Serbia is not a European Union member and still has its own, specific legislation requirements.
- realistic start-up time: 4.5 months
During the last decade, the number of clinical trials in Balkan countries, including Serbia, significantly increased. Patients (mostly treatment-naïve) are willing to participate in clinical trials to have the possibility for treatment with novel therapies which are not yet available or not reimbursed by the Serbian healthcare system.
Estimated deaths per 100,000 population by cause (higher than world/European average):
|Diseases||Serbia||World Average||Europe Average|
|Mental and substance use disorders||7.1||4.3||11.1|
Data from World Health Organization
The highest burden of disease in Serbia is due to:
- cardiovascular disease (responsible for 55% of mortality) – a high prevalence of risk-factors such as tobacco smoking (33% of adult population over 20 smoke) and growing obesity among adults and children.

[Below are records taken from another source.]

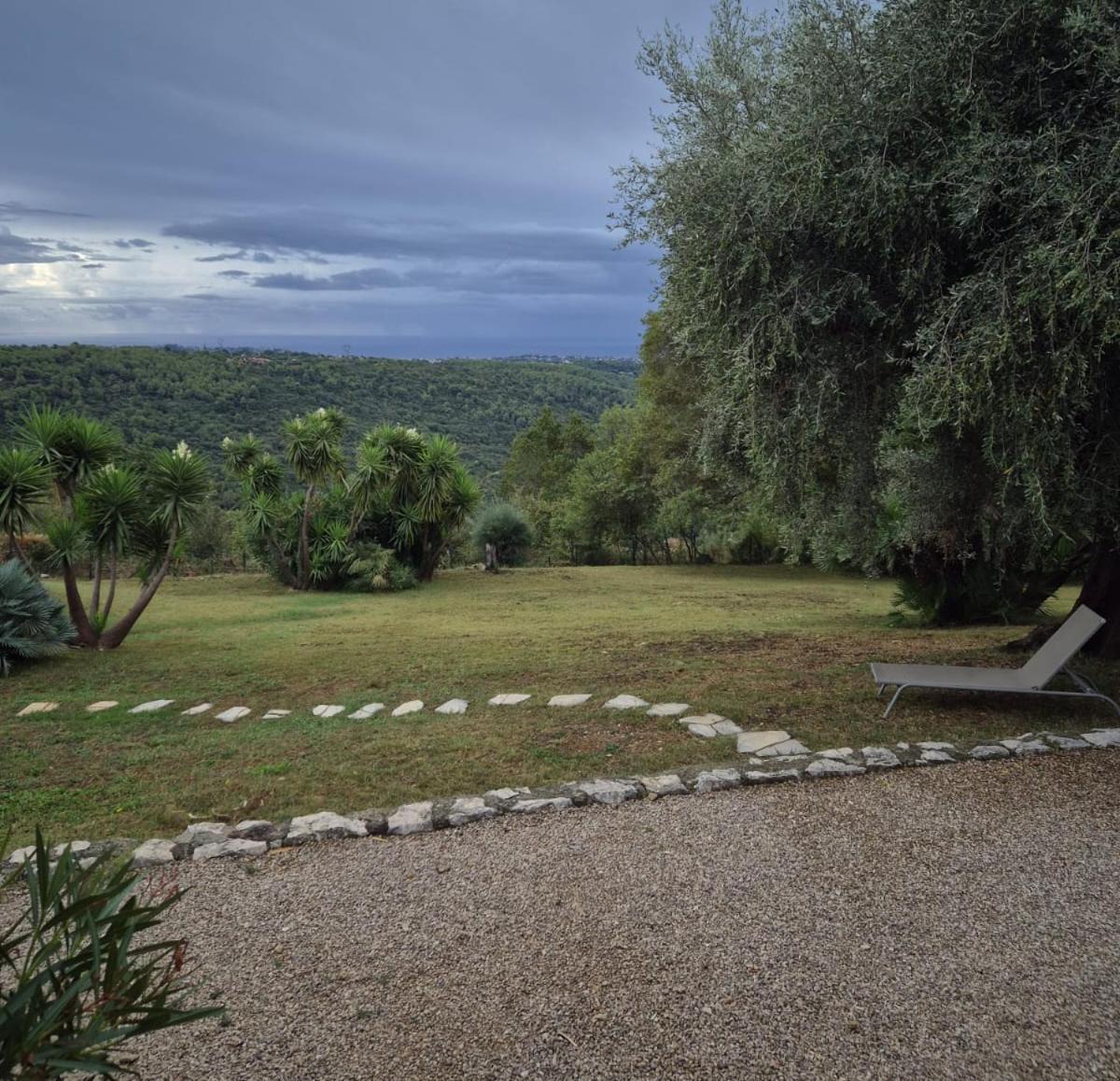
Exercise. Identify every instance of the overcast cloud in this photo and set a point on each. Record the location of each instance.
(417, 177)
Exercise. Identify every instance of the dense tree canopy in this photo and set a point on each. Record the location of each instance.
(890, 239)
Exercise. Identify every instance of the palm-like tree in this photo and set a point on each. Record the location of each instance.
(314, 452)
(25, 484)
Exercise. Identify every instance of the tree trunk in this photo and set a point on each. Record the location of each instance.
(305, 552)
(1101, 593)
(87, 636)
(120, 631)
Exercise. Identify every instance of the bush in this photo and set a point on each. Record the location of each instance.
(508, 530)
(74, 983)
(33, 625)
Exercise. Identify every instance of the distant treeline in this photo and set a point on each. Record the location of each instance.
(157, 396)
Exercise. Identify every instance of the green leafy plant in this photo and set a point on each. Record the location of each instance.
(33, 625)
(79, 974)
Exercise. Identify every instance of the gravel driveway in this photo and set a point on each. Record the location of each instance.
(935, 923)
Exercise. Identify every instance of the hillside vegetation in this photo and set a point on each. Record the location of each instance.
(158, 396)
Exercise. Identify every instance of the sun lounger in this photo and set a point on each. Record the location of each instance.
(1031, 679)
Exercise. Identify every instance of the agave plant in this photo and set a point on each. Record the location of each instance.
(33, 625)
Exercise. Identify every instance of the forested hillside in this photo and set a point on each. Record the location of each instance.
(158, 396)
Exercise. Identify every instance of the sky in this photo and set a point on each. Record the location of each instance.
(403, 177)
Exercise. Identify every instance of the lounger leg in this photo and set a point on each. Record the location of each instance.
(893, 700)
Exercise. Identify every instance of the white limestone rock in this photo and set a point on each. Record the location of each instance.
(412, 818)
(1102, 737)
(324, 826)
(714, 779)
(753, 742)
(667, 709)
(233, 846)
(829, 767)
(154, 852)
(531, 807)
(625, 701)
(469, 809)
(880, 759)
(611, 793)
(783, 750)
(234, 712)
(453, 706)
(566, 701)
(664, 784)
(368, 710)
(39, 709)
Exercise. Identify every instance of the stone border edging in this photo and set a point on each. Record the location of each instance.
(201, 841)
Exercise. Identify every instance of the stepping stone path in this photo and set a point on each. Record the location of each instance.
(152, 706)
(625, 701)
(566, 701)
(453, 706)
(667, 709)
(37, 709)
(234, 712)
(367, 711)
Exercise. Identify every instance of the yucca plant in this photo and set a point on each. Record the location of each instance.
(33, 625)
(81, 973)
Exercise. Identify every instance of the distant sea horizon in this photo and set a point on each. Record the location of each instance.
(390, 347)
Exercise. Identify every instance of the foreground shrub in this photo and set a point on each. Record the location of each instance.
(76, 983)
(33, 625)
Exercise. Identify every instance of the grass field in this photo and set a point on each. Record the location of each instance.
(768, 647)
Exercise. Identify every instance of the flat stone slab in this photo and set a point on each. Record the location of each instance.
(531, 807)
(667, 709)
(1102, 737)
(664, 784)
(368, 710)
(412, 818)
(453, 706)
(324, 826)
(234, 712)
(715, 779)
(609, 793)
(152, 706)
(233, 846)
(829, 767)
(566, 701)
(154, 852)
(753, 742)
(625, 701)
(880, 759)
(39, 709)
(469, 809)
(782, 750)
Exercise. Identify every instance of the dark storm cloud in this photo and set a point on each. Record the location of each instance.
(26, 250)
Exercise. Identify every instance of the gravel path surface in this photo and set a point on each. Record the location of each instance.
(934, 923)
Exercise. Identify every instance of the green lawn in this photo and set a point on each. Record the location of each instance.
(767, 647)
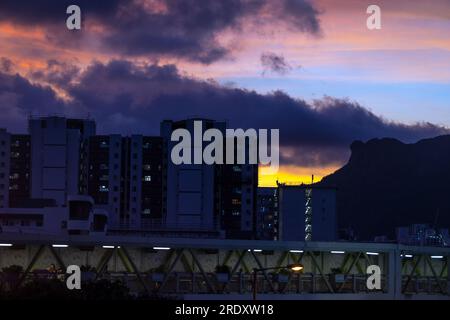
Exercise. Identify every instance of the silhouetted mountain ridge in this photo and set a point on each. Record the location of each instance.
(387, 183)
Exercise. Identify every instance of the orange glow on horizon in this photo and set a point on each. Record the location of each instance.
(293, 175)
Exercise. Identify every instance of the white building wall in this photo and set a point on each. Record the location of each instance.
(55, 154)
(190, 188)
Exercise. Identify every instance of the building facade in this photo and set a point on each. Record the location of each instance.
(55, 156)
(307, 213)
(267, 214)
(4, 167)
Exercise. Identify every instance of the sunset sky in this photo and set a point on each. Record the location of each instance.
(310, 68)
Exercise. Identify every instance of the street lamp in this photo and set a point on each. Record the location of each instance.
(295, 267)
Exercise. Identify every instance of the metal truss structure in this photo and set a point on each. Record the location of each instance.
(186, 267)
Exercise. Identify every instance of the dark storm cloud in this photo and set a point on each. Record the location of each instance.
(60, 74)
(274, 63)
(188, 29)
(44, 12)
(125, 98)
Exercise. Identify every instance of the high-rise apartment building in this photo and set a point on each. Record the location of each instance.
(124, 176)
(4, 167)
(55, 156)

- cancer (responsible for 20% of mortality)- the second biggest killer responsible for more than 20 000 deaths annually. The mortality for preventable cancer is of concern, especially for:
- cervical cancer (incidence three times higher than the EU average),
- breast cancer (incidence higher than the EU average)
- and growing lung cancer especially among women
Investigators and Sites
There are 43 well equipped and experienced university hospitals in Serbia, including 17 ones located in Belgrade. Serbian investigators are familiar with ICH GCP, highly motivated and deliver high quality data within the required timelines.
The healthcare system in Serbia is centralized creating an important advantage for clinical trial recruitment due to high concentration of patients in large medical centers.